Suara.com - Angka kematian jemaah haji Indonesia jadi perhatian serius bagi Kementerian Kesehatan dan Tim Amirul Hajj. Berbagai strategi pun disiapkan guna menekan risiko kematian, terutama saat fase kritis ibadah haji di Arafah, Muzdalifah, dan Mina (Armuzna).
Direktur Jenderal SDM Kesehatan Kementerian Kesehatan, Yuli Farianti, mengatakan bahwa untuk menekan kematian jemaah, khususnya pada saat puncak haji di Arafah, Muzdalifah, dan Mina (Armuzna), strategi yang diterapkan adalah menyatukan PPIH Arab Saudi Bidang Kesehatan dengan Tenaga Kesehatan Haji Kloter (TKHK) untuk mendampingi jemaah.
“Strateginya adalah bersatunya PPIH yang akan dibagi menjadi 8 markaz/maktab. Para dokter spesialis akan standby di markaz tersebut. Para dokter dan perawat akan mengisi markaz yang TKHK-nya sedikit, sementara jumlah jemaahnya banyak,” ujar Yuli dalam keterangannya, Selasa (3/6/2025).

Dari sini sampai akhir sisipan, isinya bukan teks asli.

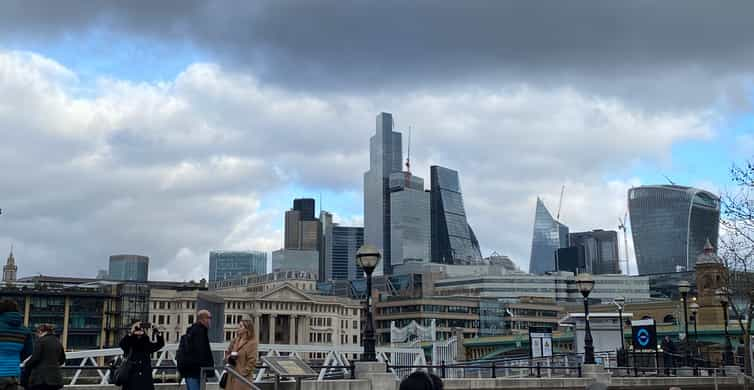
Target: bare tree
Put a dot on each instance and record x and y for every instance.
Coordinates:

Kepala Badan Pengawas Obat dan Makanan (BPOM), dr. Taruna Ikrar, yang juga menjadi bagian dari Tim Amirul Hajj, menambahkan bahwa tingginya angka kematian jemaah pada musim haji tahun ini menjadi alarm penting.
Ia menyebutkan bahwa per satu minggu sebelum puncak haji, jumlah jemaah yang meninggal dunia sudah melebihi angka tahun lalu pada periode yang sama.

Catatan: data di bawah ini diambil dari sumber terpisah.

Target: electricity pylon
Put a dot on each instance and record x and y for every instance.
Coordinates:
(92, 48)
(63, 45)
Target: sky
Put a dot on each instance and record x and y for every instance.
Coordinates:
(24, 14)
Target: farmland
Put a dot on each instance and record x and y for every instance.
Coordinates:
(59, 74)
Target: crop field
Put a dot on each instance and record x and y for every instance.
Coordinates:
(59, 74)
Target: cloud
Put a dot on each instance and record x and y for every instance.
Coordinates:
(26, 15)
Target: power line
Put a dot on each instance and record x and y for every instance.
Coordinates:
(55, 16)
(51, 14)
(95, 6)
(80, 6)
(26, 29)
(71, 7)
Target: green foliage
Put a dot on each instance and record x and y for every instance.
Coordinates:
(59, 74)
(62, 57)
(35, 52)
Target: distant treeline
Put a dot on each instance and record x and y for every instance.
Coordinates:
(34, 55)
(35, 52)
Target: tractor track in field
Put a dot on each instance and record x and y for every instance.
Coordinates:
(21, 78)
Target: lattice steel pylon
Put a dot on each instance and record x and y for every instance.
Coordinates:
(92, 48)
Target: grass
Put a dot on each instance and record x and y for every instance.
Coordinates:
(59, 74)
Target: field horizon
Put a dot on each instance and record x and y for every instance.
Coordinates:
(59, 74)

“Ini satu minggu sebelum puncak haji, data yang meninggal dunia lebih tinggi dari tahun lalu pada hari yang sama. Saat ini ada 108 orang jemaah yang meninggal dunia,” ujar Taruna.
Lebih lanjut, ia menyerukan agar seluruh potensi yang dimiliki Indonesia dimaksimalkan untuk memberikan pelayanan terbaik dan menekan angka kematian di kalangan jemaah.
“Dalam kondisi tertentu, tidak mungkin dokter-dokter di sini yang jumlahnya terbatas bisa menangani dua jutaan orang jemaah. Sudah tepat langkah pemerintah Indonesia yang membawa petugas kesehatan ke sini untuk mendampingi para jemaah,” ujarnya.
Di sisi lain, ia juga mendengar bahwa saat ini terdapat permasalahan di mana petugas kesehatan tidak dapat melayani jemaah karena persoalan izin operasional klinik dan praktik.
Baca Juga: BP Haji: Visa Furoda Murni Business to Goverment, Pemerintah Tak Ikut Negosiasi
“Sebab sesuai aturan, tempat pelayanan dan petugas kesehatan yang bertugas di suatu negara harus memiliki izin operasional/praktik di wilayah tersebut,” ungkap Taruna.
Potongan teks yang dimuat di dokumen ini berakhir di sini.